A new West Virginia America Water Co. plant built in 1999 has the capacity for expanded Lewis County service, Conley said. A new Weston sewage treatment plant in the works should also allow for additional county customers in the future, he added.
The city of Weston recently approved the major sewage upgrade and an extension of sewer service -- with a 45 percent rate hike to fund it.
The $11 million project includes the new plant and the extension of sewer lines along Corridor H, U.S. Rt. 33, past Wal-Mart. It will also extend sewer service to the Deanville and Jordanville communities, where the plant will be located, according to Ken Moran, vice president of Thrasher Engineering, Inc. of Clarksburg.

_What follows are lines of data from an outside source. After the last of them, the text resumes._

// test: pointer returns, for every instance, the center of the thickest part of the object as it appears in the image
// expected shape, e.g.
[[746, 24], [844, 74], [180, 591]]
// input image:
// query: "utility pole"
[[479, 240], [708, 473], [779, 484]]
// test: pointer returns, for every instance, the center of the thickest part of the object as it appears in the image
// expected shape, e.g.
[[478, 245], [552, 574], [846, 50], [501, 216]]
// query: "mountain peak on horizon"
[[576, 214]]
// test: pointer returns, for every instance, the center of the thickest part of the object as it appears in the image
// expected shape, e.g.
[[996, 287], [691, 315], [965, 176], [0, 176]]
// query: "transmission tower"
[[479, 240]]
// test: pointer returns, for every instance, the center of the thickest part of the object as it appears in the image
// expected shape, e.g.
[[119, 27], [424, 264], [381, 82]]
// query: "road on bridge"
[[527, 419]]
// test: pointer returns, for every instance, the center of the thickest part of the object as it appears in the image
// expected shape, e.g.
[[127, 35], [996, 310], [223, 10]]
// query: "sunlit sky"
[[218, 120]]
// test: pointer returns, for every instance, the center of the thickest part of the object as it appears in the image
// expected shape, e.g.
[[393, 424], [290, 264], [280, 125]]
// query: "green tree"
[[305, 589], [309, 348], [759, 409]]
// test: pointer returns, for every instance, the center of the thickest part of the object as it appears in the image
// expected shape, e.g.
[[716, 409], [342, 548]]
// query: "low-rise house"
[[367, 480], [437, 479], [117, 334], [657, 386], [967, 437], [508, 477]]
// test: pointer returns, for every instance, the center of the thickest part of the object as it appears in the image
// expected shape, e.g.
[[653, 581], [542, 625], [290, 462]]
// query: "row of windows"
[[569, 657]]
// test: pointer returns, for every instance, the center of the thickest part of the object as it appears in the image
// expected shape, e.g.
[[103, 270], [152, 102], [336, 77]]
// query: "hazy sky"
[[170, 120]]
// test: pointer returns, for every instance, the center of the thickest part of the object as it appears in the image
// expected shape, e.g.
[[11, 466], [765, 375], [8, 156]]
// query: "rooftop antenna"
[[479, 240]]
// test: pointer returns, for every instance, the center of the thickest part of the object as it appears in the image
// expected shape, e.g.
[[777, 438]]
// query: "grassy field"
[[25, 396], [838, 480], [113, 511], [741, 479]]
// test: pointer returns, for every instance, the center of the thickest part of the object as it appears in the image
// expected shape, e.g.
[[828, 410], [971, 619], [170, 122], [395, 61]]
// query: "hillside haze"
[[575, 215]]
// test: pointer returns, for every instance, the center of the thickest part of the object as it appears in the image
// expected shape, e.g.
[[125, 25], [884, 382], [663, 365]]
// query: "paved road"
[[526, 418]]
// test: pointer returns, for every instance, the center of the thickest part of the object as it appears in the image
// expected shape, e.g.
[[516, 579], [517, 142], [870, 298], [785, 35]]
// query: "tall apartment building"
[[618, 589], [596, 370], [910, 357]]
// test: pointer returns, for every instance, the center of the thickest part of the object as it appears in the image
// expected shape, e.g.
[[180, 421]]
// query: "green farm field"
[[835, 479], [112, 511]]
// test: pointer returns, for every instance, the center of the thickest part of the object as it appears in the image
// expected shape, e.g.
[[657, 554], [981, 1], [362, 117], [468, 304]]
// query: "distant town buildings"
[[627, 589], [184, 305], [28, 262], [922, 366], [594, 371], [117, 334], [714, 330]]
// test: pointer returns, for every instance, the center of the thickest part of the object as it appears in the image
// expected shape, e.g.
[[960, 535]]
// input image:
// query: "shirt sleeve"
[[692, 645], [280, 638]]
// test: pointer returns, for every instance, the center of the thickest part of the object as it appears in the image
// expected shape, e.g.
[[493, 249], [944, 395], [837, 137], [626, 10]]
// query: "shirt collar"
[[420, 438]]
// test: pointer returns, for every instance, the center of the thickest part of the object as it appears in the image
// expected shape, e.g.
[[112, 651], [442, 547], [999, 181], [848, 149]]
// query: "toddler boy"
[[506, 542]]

Robin Poling, executive director of the Lewis County Economic Development Authority, has said that extension of services is necessary for development to continue at the intersection of Corridor H and I-79.
Developments already in place are using "package plants," small on-site sewage treatment centers. Poling said such plants send some sewage into the West Fork River. The sewage is now at its legal maximum, she said.